Kerszenbaum has gone from the sole employee of the fund to becoming part of a 140-person organization. For JFF, it means the addition of an investment arm to further its mission of creating opportunities for all workers to advance their skills.
“At the end of the day, JFF checked off a lot of the boxes we were focused on,” says Kerszenbaum, 39. “Our strategy and our focus are not going to change.”
But some of its investment terms will. Going forward, as part of JFF, the fund may take equity stakes in future portfolio companies, although it may still structure some deals as debt financing, which means recipients repay the principal, with interest, in the future.
Kerszenbaum declined to say how much his fund has invested in companies or how much it has in its budget, but he says the fund has invested an average of $250,000 across seven deals.
The fund also gets a new name: ETF@JFFLabs, and will operate under a new division that JFF created last year.
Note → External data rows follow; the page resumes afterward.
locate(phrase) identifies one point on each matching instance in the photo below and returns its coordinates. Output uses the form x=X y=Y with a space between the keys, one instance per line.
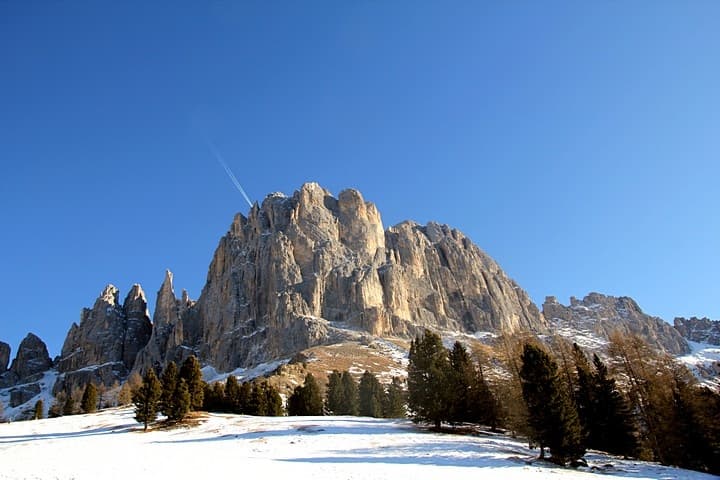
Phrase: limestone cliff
x=102 y=348
x=701 y=330
x=601 y=315
x=296 y=266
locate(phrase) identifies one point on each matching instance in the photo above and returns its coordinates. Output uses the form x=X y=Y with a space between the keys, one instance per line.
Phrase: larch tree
x=552 y=418
x=88 y=404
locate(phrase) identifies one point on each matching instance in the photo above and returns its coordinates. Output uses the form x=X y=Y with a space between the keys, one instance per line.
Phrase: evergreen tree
x=350 y=395
x=69 y=406
x=180 y=404
x=245 y=398
x=612 y=427
x=169 y=382
x=232 y=394
x=334 y=394
x=39 y=410
x=88 y=404
x=371 y=395
x=552 y=417
x=427 y=379
x=395 y=398
x=147 y=398
x=273 y=401
x=306 y=399
x=461 y=383
x=125 y=394
x=190 y=372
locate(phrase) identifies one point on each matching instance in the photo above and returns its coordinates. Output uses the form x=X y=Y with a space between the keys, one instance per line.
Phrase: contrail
x=228 y=171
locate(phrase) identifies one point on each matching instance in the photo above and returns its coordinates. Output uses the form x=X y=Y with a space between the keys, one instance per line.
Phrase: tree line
x=568 y=403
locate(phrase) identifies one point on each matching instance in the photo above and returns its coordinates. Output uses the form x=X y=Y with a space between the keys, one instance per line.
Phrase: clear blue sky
x=578 y=143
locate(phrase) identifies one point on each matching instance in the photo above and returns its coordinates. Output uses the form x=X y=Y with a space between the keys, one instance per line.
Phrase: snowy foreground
x=111 y=444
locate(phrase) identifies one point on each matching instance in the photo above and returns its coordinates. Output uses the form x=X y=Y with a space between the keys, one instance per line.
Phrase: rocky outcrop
x=284 y=277
x=166 y=341
x=31 y=361
x=702 y=330
x=104 y=345
x=32 y=358
x=601 y=315
x=4 y=356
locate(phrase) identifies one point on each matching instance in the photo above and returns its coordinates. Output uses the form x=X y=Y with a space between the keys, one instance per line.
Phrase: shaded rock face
x=107 y=340
x=701 y=330
x=4 y=356
x=166 y=341
x=296 y=267
x=602 y=315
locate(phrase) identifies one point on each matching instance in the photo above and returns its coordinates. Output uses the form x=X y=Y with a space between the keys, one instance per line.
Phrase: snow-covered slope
x=111 y=445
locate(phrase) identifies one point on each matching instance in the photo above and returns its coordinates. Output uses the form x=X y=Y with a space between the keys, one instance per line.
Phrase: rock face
x=296 y=267
x=31 y=360
x=4 y=356
x=602 y=315
x=103 y=347
x=166 y=341
x=701 y=330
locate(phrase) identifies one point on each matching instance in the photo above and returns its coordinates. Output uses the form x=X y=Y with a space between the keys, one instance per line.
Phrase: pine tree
x=39 y=410
x=273 y=401
x=245 y=398
x=232 y=394
x=427 y=379
x=395 y=399
x=88 y=404
x=371 y=395
x=553 y=419
x=169 y=382
x=334 y=394
x=461 y=380
x=350 y=395
x=306 y=399
x=69 y=405
x=147 y=399
x=132 y=382
x=190 y=372
x=179 y=407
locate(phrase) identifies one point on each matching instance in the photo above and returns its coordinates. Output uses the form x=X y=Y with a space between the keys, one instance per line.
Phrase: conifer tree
x=350 y=395
x=462 y=379
x=427 y=379
x=334 y=394
x=169 y=382
x=39 y=409
x=147 y=399
x=245 y=398
x=306 y=399
x=190 y=372
x=371 y=395
x=395 y=399
x=553 y=419
x=232 y=394
x=88 y=404
x=180 y=404
x=273 y=401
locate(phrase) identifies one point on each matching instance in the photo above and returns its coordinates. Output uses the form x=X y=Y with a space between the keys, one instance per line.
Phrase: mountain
x=319 y=278
x=596 y=317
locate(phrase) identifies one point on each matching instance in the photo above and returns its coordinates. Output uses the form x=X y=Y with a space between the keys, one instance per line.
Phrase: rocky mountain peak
x=285 y=274
x=702 y=330
x=601 y=315
x=32 y=358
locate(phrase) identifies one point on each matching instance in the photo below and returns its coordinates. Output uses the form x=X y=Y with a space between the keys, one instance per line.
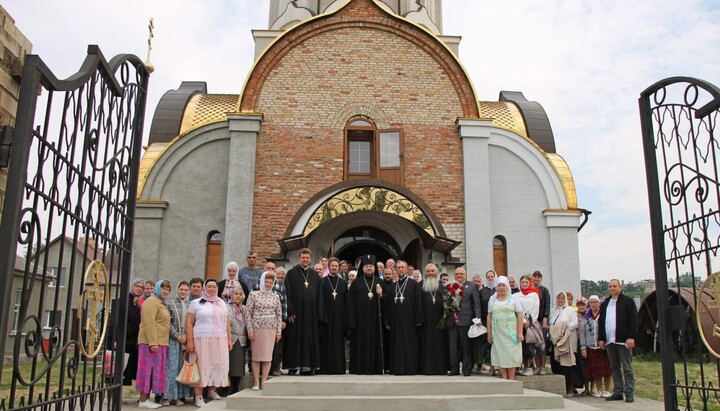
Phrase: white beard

JFFLabs services include identifying and scaling workforce and edtech technology, incubating early stage produces and services and partnering with companies to solve workforce challenges.
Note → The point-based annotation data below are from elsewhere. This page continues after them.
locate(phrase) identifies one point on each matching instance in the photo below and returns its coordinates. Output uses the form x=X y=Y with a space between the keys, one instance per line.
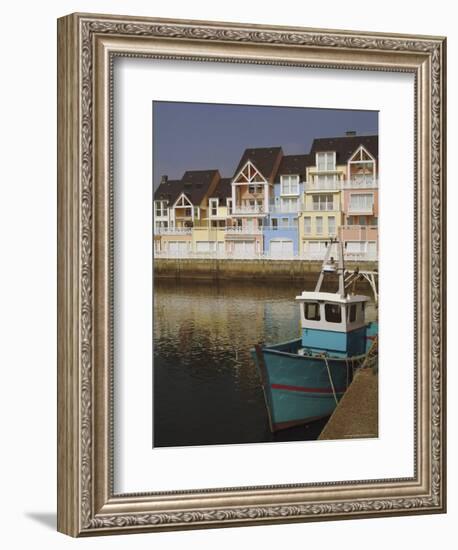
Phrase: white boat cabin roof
x=330 y=297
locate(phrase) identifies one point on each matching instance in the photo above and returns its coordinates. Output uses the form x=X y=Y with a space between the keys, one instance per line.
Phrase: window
x=333 y=313
x=319 y=225
x=326 y=181
x=307 y=225
x=312 y=311
x=361 y=202
x=213 y=207
x=352 y=313
x=323 y=202
x=289 y=185
x=326 y=161
x=355 y=247
x=161 y=208
x=289 y=205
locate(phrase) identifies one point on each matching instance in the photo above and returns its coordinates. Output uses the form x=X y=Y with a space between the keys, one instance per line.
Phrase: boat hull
x=299 y=389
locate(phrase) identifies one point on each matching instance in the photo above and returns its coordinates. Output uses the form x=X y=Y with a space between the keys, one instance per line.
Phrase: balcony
x=279 y=209
x=334 y=185
x=322 y=207
x=360 y=183
x=241 y=210
x=360 y=209
x=173 y=231
x=234 y=231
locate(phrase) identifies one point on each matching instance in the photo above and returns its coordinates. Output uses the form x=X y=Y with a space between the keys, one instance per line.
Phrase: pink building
x=359 y=230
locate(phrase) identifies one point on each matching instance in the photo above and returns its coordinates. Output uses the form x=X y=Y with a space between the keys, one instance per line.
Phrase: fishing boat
x=304 y=379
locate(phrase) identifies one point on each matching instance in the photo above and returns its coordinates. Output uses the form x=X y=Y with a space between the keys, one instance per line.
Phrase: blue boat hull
x=298 y=388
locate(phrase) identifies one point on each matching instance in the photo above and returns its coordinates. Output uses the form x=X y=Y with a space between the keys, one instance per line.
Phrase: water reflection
x=206 y=388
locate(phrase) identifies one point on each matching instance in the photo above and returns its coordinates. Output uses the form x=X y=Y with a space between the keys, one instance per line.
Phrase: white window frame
x=323 y=203
x=229 y=206
x=289 y=185
x=213 y=204
x=363 y=208
x=321 y=225
x=329 y=164
x=307 y=225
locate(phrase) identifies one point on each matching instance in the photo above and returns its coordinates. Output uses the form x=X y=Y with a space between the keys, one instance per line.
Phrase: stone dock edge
x=356 y=415
x=239 y=269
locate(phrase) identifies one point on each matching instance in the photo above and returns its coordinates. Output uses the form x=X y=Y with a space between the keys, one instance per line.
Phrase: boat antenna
x=341 y=269
x=325 y=265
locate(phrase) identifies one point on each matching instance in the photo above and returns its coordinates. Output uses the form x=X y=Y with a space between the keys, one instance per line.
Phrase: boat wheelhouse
x=304 y=379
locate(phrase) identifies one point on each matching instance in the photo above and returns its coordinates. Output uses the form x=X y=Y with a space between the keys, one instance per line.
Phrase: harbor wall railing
x=239 y=269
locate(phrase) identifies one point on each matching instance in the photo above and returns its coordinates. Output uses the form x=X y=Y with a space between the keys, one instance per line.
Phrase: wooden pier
x=356 y=415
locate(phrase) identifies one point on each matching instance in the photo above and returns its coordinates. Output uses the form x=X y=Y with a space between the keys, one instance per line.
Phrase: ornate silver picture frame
x=87 y=47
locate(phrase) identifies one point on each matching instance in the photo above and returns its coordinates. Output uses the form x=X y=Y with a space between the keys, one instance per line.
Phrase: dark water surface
x=206 y=387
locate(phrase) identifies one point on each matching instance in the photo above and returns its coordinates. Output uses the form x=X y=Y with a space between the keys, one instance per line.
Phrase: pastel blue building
x=280 y=229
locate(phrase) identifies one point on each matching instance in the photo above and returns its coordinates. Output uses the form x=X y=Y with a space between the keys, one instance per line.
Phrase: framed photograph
x=251 y=293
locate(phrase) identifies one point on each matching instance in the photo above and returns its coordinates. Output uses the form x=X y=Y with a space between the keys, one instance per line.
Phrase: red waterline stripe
x=303 y=389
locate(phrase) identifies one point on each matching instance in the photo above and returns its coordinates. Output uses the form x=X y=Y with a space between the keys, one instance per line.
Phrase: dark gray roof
x=195 y=184
x=295 y=164
x=223 y=189
x=168 y=190
x=345 y=146
x=265 y=159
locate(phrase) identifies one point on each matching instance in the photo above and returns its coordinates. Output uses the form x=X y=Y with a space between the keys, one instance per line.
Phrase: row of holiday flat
x=275 y=205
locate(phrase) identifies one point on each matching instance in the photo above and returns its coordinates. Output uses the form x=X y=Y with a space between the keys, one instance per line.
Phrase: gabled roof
x=168 y=190
x=345 y=146
x=295 y=164
x=265 y=159
x=195 y=184
x=223 y=189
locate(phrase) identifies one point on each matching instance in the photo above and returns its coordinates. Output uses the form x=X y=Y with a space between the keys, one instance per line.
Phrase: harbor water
x=206 y=390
Maria Flynn, JFF’s CEO, says the addition of the fund will provide a new way for her nonprofit to bridge public and private sector resources to help workers develop new skills.
What sold her and the JFF board on the fund was that its choice of investees—including CareAcademy, which provides training and career advancement to senior caregivers and home health aides, and PAIRIN, which provides skills measuring services for students and job candidates—aligned with JFF's mission.
“Too many nonprofits are overly skittish about engaging with for-profit entities,” says Flynn, 50. “This was a partnership that made a lot of sense.”
Kerszenbaum hopes the nonprofit can bring more resources to support his portfolio companies. This includes financial resources. In its latest annual financial statement, JFF reported $53.9 million in revenue—$39.7 million from contributions and grants, $13.7 million from program services. It spent $43.5 million.
The Employment Technology Fund formed in 2017 with backing from four foundations—The Joyce Foundation, W.K. Kellogg Foundation, The Rockefeller Foundation and Walmart Foundation. ECMC Foundation later joined with a $1 million investment.
The foundations wanted to support nonprofits and for-profits aimed at low-skilled workers, advocate organizations and prospective employers.
They brought in New Venture Fund as owner, sponsor and operator of the fund, which would issue loans to early-stage companies with the expectation of interest and principal repaid to the fund. The fund closed its first two investments in 2017.
JFFLabs already has 10 employees, and Kerszenbaum plans to hire about four more to help with future investments. He continues to seek companies with some revenue traction and diverse founders and based in locations without a strong venture capital presence.